How Fast Do We REALLY Drive in Fog?
Fog is a serious problem for drivers. On foggy days, car crashes increase. The more dense the fog, the more car crashes occur.
One would think that a simple case of impaired visibility would be the main culprit, but if that were the case, then the solution would be simple. Slow down! However, as car crashes in foggy conditions are on the rise, the solution doesn’t seem to be that simple and there must be some other force in play.
Do people really become more reckless under foggy conditions? Are people really that careless?
No, not really. In fact, studies have shown that people actually DO slow down and drive more carefully in fog. But foggy conditions not only impair visibility, but drastically affect the way drivers perceive distances, speeds and the relative speeds of others.
Let me explain.
We humans judge relative speed based on spacial reasoning, meaning that our brains use our high-contrast environments and the time it takes for landmarks to pass to visually calculate relative speed.

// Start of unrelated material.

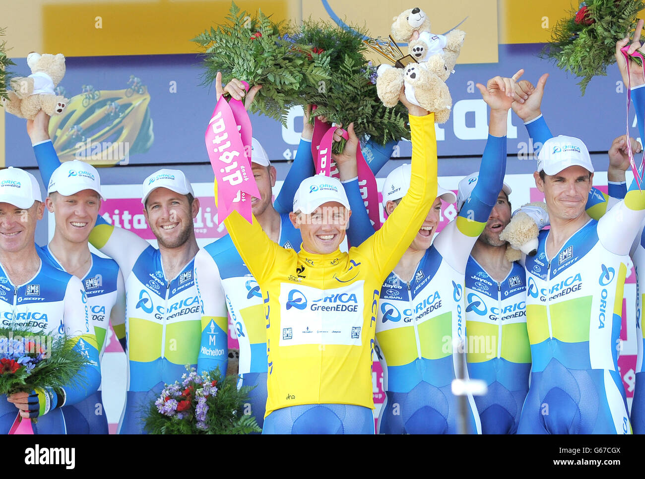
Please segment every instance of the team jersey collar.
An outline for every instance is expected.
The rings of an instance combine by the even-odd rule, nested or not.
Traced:
[[[328,253],[324,255],[320,255],[315,253],[310,253],[305,250],[304,245],[300,244],[300,259],[310,266],[322,267],[329,266],[335,266],[341,262],[341,259],[346,253],[341,253],[340,249],[337,249],[333,253]]]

Whenever our contrast is lowered, in the case of fogged windows or torrential rains pounding your windshield, our brains don’t have as clear a point of reference, so we underestimate our speeds. The result: we speed up to compensate.
In fog, however, it’s an entirely different story. We can see pretty well directly in front of us, but can hardly see anything past a few feet from our headlights.
When our brains put this information together, we see a fast movement directly in front of us, but little to nothing farther ahead. We OVERestimate our speeds, so what do we naturally want to do? Slow down. Sounds good in theory, but in practice, this means that normally safe drivers are likely to get rear-ended, or rear-end others because we misjudge their speeds despite the visibility of their brake lights. Couple that with relatively slower speeds causing closer-than-normal bumper to fender traffic flow, and it’s just an eight car pile-up waiting to happen.
In cases like this, careful driving isn’t enough. Driving in road conditions such as fog is a finely honed skill, and some liberally applied defensive driving will do much to curb any incidents. As a rule: don’t trust your senses, don’t trust others, and pay attention to everything around you.
So, during dense fog, when you see a car ahead of you, do you THINK he’s doing the speed limit, or do you KNOW? Because what you OR your brain doesn’t know can indeed hurt you.